Making the most of a site’s solar potential is step one in the design process, coming even before any aesthetic sketches are developed. Orienting a building toward the sun, specifying the size and type of windows, and balancing light and thermal mass are all elements of passive solar design. Unlike solar hot-water systems or photovoltaic panels, which are active or mechanically controlled solar components, passive solar design relies on nothing more than good planning and design to help make the building more energy self-sufficient.
Get to Know the Site
Begin the design process by spending time on the site. Feel the way the environment works. Every place has its own microclimate. As much as climate data will help in the macro design, the relationship in the southern sky, the available breezes, the existing vegetation, and the side of a slope the house is to be built on all create a zone that will affect the performance of a passive solar home. Use basic geometry to determine the angle of the winter sun. Is it blocked by existing trees? Do the winds wrap around a hill and hit the house from a different angle than the prevailing direction? Mature trees in the immediate vicinity can reduce the actual temperature around the house by 15°F in summer. There are not elements that will be analyzed by computer software, but they affect the quality of life in a house built on that spot.

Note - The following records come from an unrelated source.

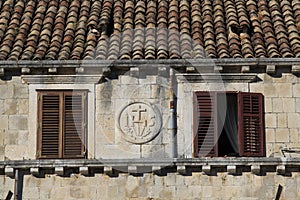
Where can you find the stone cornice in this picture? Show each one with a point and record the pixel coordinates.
(60, 79)
(133, 63)
(183, 166)
(217, 77)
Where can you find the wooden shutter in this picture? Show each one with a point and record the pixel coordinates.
(61, 124)
(250, 124)
(49, 125)
(74, 125)
(205, 143)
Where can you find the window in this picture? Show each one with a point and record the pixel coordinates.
(229, 124)
(61, 124)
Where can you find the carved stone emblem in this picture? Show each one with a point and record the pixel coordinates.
(139, 122)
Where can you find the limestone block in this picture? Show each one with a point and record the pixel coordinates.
(126, 79)
(294, 135)
(34, 171)
(132, 169)
(271, 120)
(255, 169)
(3, 122)
(282, 120)
(25, 70)
(257, 87)
(206, 169)
(81, 192)
(289, 105)
(59, 171)
(9, 171)
(104, 107)
(11, 137)
(21, 91)
(108, 170)
(271, 69)
(148, 80)
(296, 90)
(31, 193)
(23, 106)
(293, 120)
(270, 135)
(268, 105)
(16, 152)
(231, 169)
(118, 151)
(245, 69)
(269, 89)
(18, 122)
(104, 91)
(277, 105)
(153, 151)
(182, 169)
(10, 106)
(156, 169)
(282, 135)
(22, 138)
(1, 137)
(7, 91)
(284, 89)
(84, 171)
(297, 105)
(280, 169)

Orient the House for Energy Savings
Every building has some passive solar potential. South-facing windows should be considered early in the design process so they can be integrated into the overall architecture of the house. In the late 1970s and early 1980s, the biggest mistake in designing passive solar houses was to include too many south-facing windows. Entire walls of glass cooked homeowners during the summer. Now, with better insulation in exterior walls, successive passive solar designs need many fewer windows — the equivalent of between 8% and 12% of the floor area in rooms with south-facing windows. That translates to only two or three additional (and strategically placed) windows on the south side of the house to increase comfort and energy efficiency.
There’s another advantage: more daylight means less reliance on electric lights. In a house with sensible solar orientation, it may be possible to keep the lights completely turned off during the day and still see perfectly well. Besides, dogs and cats love nothing better than a patch of sunshine.
From David Johnston’s Green Diary
One of David’s first projects for a production builder was to take a model the company had built hundreds of times and “green it.” I was stuck with the floor plan — that couldn’t be changed — but not the way the house was oriented. One wall of the house was mostly glass, and this typically faced west to make the most of mountain views.
The first thing I did was to rotate my project house 90 degrees so the glass wall could do a better job of capturing sunlight. Along with modifying the standard type of window glass the builder was using and extending roof overhangs, this simple change reduced the heating and cooling load by 40%. As a result, we started with a building that was 25% more energy efficient than government Energy Star standards.
Even in winter, rooms with south-facing windows can be warm and comfortable. The key is balancing window area to relative mass of floors and walls illuminated by sunlight.